Advertisement

Anti-Defamation League gives Steven Spielberg its top award

Share

Colin Powell, Ronald Reagan, Walter Annenberg, Henry Kissinger and John F. Kennedy.

Steven Spielberg joined that list Wednesday when the Anti-Defamation League awarded him its highest honor, the America’s Democratic Legacy Award, at a gala at the Beverly Hilton.

“We picked him a long time ago, and waited with patience,” said ADL’s national director Abraham Foxman, at the cocktail reception. Guests included dinner Co-Chairmen Sid Sheinberg, Bruce Ramer, Harold Brown and Jeffrey Katzenberg; DreamWorks partner Stacey Snider and President Jeff Small; ADL national Chairman Robert Sugarman, and ADL’s regional board Chairwoman Nicole Mutchnik, director Amanda Susskind, and Vice-Chairman Steven Nichols; plus Richard Dreyfuss, Noa Dori and Adam Lambert.

Invited to sing “The Star Spangled Banner,” Lambert said he was a “big fan.” Clearly, he was also the ideal choice for the job, as Spielberg later said from onstage, “What my kids will remember is that I met Adam Lambert tonight.”

Over dinner, Dreyfuss, Drew Barrymore, Kirk Douglas, ADL representatives and dinner organizers took turns at the podium to praise Spielberg for his work as a filmmaker and humanitarian.

“You have guided all of us in showing what kind of people we should be in the world through your filmmaking,” said Barrymore, who starred in Spielberg’s “E.T.”

In his remarks, Spielberg reminded people to pay attention, which he said could be a difficult task “in this new and wildly expanding digital universe,” where multi-tasking is the rule.

“We e-mail, we hyperlink, we blog and yet xenophobia exists, bigotry endures, racism endures, anti-Semitism endures,” he said. “They endure in societies and cultures all around the world, and they have found a new frightening home in cyberspace.”

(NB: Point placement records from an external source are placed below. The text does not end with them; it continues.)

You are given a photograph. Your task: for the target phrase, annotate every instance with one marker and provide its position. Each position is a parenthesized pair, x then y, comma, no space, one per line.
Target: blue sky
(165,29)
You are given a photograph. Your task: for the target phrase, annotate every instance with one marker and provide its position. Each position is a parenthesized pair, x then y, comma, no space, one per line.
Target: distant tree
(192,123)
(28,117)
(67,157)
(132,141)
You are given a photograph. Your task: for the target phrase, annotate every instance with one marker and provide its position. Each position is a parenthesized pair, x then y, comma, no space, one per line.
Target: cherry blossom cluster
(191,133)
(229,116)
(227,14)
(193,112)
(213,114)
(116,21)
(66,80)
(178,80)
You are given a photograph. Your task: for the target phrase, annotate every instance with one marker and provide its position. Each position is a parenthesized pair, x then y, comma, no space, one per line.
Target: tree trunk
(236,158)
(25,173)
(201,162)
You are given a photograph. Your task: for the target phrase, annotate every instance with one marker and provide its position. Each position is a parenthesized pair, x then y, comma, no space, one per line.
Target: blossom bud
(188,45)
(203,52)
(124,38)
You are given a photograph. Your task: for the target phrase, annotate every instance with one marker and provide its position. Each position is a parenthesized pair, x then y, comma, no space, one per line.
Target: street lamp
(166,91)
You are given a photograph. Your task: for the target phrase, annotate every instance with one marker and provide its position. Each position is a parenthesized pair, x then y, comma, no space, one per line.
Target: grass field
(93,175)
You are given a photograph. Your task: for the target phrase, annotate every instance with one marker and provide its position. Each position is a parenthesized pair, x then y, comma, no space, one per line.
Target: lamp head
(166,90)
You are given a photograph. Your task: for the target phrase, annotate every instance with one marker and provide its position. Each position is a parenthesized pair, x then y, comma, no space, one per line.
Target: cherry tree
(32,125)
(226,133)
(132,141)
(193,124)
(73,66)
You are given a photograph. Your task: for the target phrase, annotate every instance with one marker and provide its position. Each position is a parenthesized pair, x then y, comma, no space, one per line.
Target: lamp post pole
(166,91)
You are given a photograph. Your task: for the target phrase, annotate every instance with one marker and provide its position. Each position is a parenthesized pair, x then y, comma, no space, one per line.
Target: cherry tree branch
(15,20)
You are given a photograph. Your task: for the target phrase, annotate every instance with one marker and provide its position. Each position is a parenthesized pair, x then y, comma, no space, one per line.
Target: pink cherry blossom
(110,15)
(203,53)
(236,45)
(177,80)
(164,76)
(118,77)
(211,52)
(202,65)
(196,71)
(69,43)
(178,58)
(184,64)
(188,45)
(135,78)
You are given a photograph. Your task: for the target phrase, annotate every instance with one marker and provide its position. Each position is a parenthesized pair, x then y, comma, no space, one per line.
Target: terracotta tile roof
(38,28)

Spielberg called bigotry an acquired condition that can be eradicated only through education, experience and mindfulness, and accepted ADL’s honor “in mutual recognition of our ambitions to dedicate ourselves to the defense of human dignity, human rights and human life -- all human life.”

With 1,200 guests paying a minimum $500 each, the event netted $2 million for ADL’s coffers.

A women’s who’s who

Power players in Hollywood were on the agenda when guests gathered for the Hollywood Reporter’s recent “Power 100 Women in Entertainment” breakfast at the Beverly Hills Hotel.

And in keeping with the title of the event, Halle Berry received the Sherry Lansing Leadership Award, Hilary Swank gave the keynote address, Eva Longoria Parker spoke about philanthropy and the magazine introduced its new mentorship program with Big Brothers Big Sisters of Greater Los Angeles and the Inland Empire.

“The times called for something different,” said Elizabeth Guider, the magazine’s editor in chief. “We wanted to do something beyond ourselves and beyond who’s ranked where on the list.” Hence the morning’s agenda, which had as much to do with community service as with naming this year’s women with clout.

On arriving, Amy Pascal began ticking off names of some women in entertainment who’ve had a very good year: Nancy Meyers, Nora Ephron, Meryl Streep, Sandra Bullock, Kristen Stewart, Gabourey Sidibe and Susan Boyle among them. Pascal, co-chairwoman of Sony Pictures, and Anne Sweeney, co-chairwoman of Disney Media Networks, shared this year’s No. 1 spot on the power list.

Sweeney, a mentor, said she arranged for her little sister to visit the set of “FlashForward,” where her first reaction was to notice opportunities, commenting: “There are so many jobs.”

“Mentoring is one of the most important things you can do for a child,” Berry said in her talk, painting a grim picture of her childhood. The only black child in an all-white school, Berry credited her fifth-grade teacher, who singled her out, in helping her to feel valued, loved and worthwhile.

Guider estimated that the crowd of 600 -- many of them teary-eyed after Berry’s speech -- included 75% to 80% of the “Power 100,” including all the new program’s mentors, among them herself, Sweeney, Sue Kroll of Warner Bros. Pictures, Andrea Wong of Lifetime Networks, Cecile Frot-Coutaz of FremantleMedia, Leslie Siebert at Gersh, Donna Langley of Universal Pictures, Nancy Josephson at WME, Linda Bell Blue of “Entertainment Tonight,” Amy Baer at CBS Films, Mary Parent of MGM and Melanie Cook of Ziffren Brittenham.